在图2中,位于上侧的第一组曲线表示的是透明亚像素T处的透过率,位于下侧的第二组曲线表示的是绿色亚像素G和蓝色亚像素B处的透过率。在采用现有技术的驱动方法来显示一帧画面时,先开启第一色场,点亮白色背光,然后开启透明亚像素T、绿色亚像素G和蓝色亚像素B。现在假设这三个亚像素所要达到的灰阶值都是128,由于液晶的响应需要一定的时间,所以在开启第一色场时,透明亚像素T处的液晶响应过程如图2中的W1曲线所示,以及绿色亚像素G和蓝色亚像素B处的液晶响应过程如图2中的G1/B1曲线所示。
第一色场扫描完成后,开启该帧画面的第二色场,将白色背光转换为红色背光,并开启透明亚像素T,关闭绿色亚像素G和蓝色亚像素B。由于之前在第一色场开启时,透明亚像素T已经达到128灰阶,所以此时透明亚像素T处的液晶响应过程如图2中的R1曲线(位于上侧的第一组曲线中的虚线框内的曲线)所示,没有较大的变化趋势。而绿色亚像素G和蓝色亚像素B处的液晶关闭过程如图2中下侧的第二组曲线中的曲线1所示。第二色场扫描完成后,就可以实现一帧画面的显示。

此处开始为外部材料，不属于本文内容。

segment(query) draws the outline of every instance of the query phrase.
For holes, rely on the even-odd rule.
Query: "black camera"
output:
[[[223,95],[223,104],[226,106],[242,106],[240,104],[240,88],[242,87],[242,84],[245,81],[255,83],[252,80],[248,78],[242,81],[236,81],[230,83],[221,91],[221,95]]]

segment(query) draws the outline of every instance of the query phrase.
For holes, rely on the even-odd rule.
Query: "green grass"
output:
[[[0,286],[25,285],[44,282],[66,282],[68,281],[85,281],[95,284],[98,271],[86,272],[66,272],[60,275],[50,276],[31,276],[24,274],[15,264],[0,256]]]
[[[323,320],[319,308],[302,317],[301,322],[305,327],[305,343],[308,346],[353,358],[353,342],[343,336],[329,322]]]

进一步分析可知,该帧画面的红色信息在位于图2上侧的第一组曲线的虚线框所标示的时间区域内透射形成,绿色信息和蓝色信息在位于图2下侧的第二组曲线的虚线框所标示的时间区域内透射形成。容易理解,由于显示红色信息时不用再经历透明亚像素的开启过程,而绿色信息和蓝色信息在每次透射形成时都要经历相应亚像素的开启的过程。同时由于液晶的响应时间较长,所以亚像素的开启过程相对于一个色场的持续时间来说是不可忽略的,因此透明亚像素在显示红色信息时的透过率会大于绿色亚像素和蓝色亚像素的透过率,进而导致显示的画面整体偏红。
本申请实施例为了解决现有FSC液晶显示器在显示时产生的色偏问题,提出了一种改善色偏的驱动方法。该驱动方法针对一帧画面进行灰阶计算,同时利用存储的前一帧画面的灰阶信息,就可以实现画面的驱动显示,并有效地改善色偏。
图3为本申请实施例的液晶显示器的驱动方法的流程示意图。下面参考图3 来详细说明本实施例的各个步骤。
在步骤S310中,将待显示的一帧画面的三原色(RGB)的灰阶数据转换成多色的灰阶数据,其中多色包括三原色和一种三原色以外的颜色。
具体地,根据特定的转换算法,将待显示的一帧画面的RGB灰阶数据(一般为数据组),转换为XR’G’B’灰阶数据,X为三原色以外的一种颜色。在本实施例中,多色包括三原色和白色这四种颜色,即X为白色,用W表示。
举例而言,若一帧画面的某个像素的RGB灰阶数据为(63,127,191),那么经过转换得到的WR’G’B’灰阶数据为(66,0,119,191)。
当然,在其它的实施例中也可以将X设置为青色(用C表示),选择青色光作为三原色以外的一种颜色,有利于扩展液晶显示器的色域,使显示的色彩更加丰富。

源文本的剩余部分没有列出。